I didn’t have the heart to tell him he’d have to age first. He still has the same bachelor weight and waistline, although in years he more than qualifies.
“I’ll be 78 this year with no major health problems. I am able to eat anything, but I’ve always been partial to fruits and vegetables.”
He feels confident that after many years of working, he has squirreled away enough nuts for the winter.
“We enjoy traveling with our children, not always together—there are seven of them—but whoever can. They’re all married and have given us 14 grandchildren. Three live in our family compound, two abroad, and the rest have their own places. I’m especially pleased that they’re close and get along very well. It’s the ‘perfect’ family Mandy and I have always dreamed of.”
Ruben starts his day with stretching exercises, then joins a group of friends for serious walking, trekking and hiking.
“We climb mountains. At 75, I climbed Mount Pulag in Benguet. At 76, I did Mount Apo in Davao, and at 77, just last year, I was in Kota Kinabalu in Malaysia. Ah, but for relaxation, nothing beats the home-service Swedish massage Mandy and I enjoy once a week.”

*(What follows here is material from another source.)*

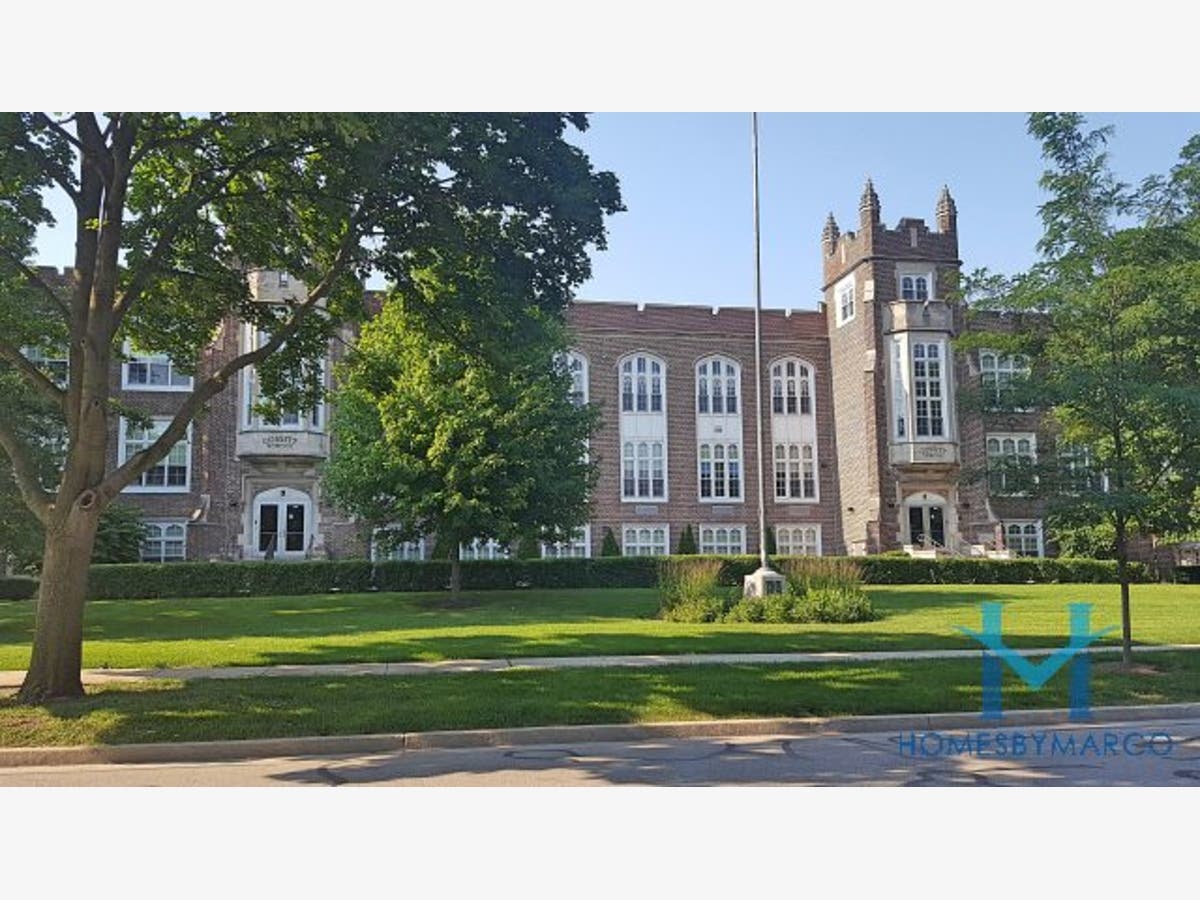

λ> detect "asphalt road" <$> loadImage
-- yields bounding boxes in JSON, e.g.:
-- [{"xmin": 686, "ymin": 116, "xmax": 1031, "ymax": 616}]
[{"xmin": 9, "ymin": 719, "xmax": 1200, "ymax": 787}]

This year, he says he finally agreed to be president of Forbes Park Rotary Club—until June.
“I’m happy I did. We have several worthwhile projects, among them, in partnership with Gawad Kalinga and Australian Aid, we have built 1,200 homes for the poor, with 2,000 more in the making.”
Aside from the Rotary projects, he says, “there’s nothing I won’t drop for another mountain to climb.”
Ben Sanchez
I found tall Ben among my uncle Marquitos’ regular e-mail connections; I happen to be one of them. He was quick to respond and could as easily place me as he could come up with one suitable poem after another about aging. But I insisted on hearing his own voice.
“Of course I remember you. I am reminded of the lovely sketch your uncle Ding drew of you while you were still a student. And then you used to visit your grandparents while they were living in Park Avenue, Pasay. We used to play basketball there every Saturday of each month.
“You also know that Marquitos, Ding and I are graduates of Notre Dame way back in the 1950s. We are all over 80 now. You might call us overstaying citizens. Why? Our Census Office has declared that the average lifetime of a Filipino male is 68 years. I have been in the Pre-Departure Area of Life for 17 years. Hence, every day is a blessing. Curiously, each new day is also the youngest I’ll ever be. I’m 85 and I brag about it. I love to hear people say ‘you don’t look that old.’
“Despite ailments—and I have more than a few of these—I enjoy my life as an octogenarian. To keep ‘looking good,’ I like to swim. To stave off Alzheimer’s, I keep my mind active. Unless I am sick, I take much pleasure in reaching out to friends daily via the Internet. I found out that this was the best way to stay mentally alert.
“Everyday I e-mail to friends articles and stories, even music and photos. My goal is to bring a little sunshine into the lives of others. It delights me when contacts reply that these postings created many ‘a-ha’ moments that inspired, encouraged and motivated them. My contact list includes some 60 like-minded friends. If friends are family you have chosen for yourself, I have been rewarded with quite an extended family.
“I was 70 when I retired from my last job as Senior Consultant in the UN System. After retirement, I probably made more mistakes as a senior citizen than when I was a professional economist working in the Philippine Government and in 33 developing countries.”
And when I asked him for a photo, he sent me his latest passport picture, saying, “Well, you asked for it.”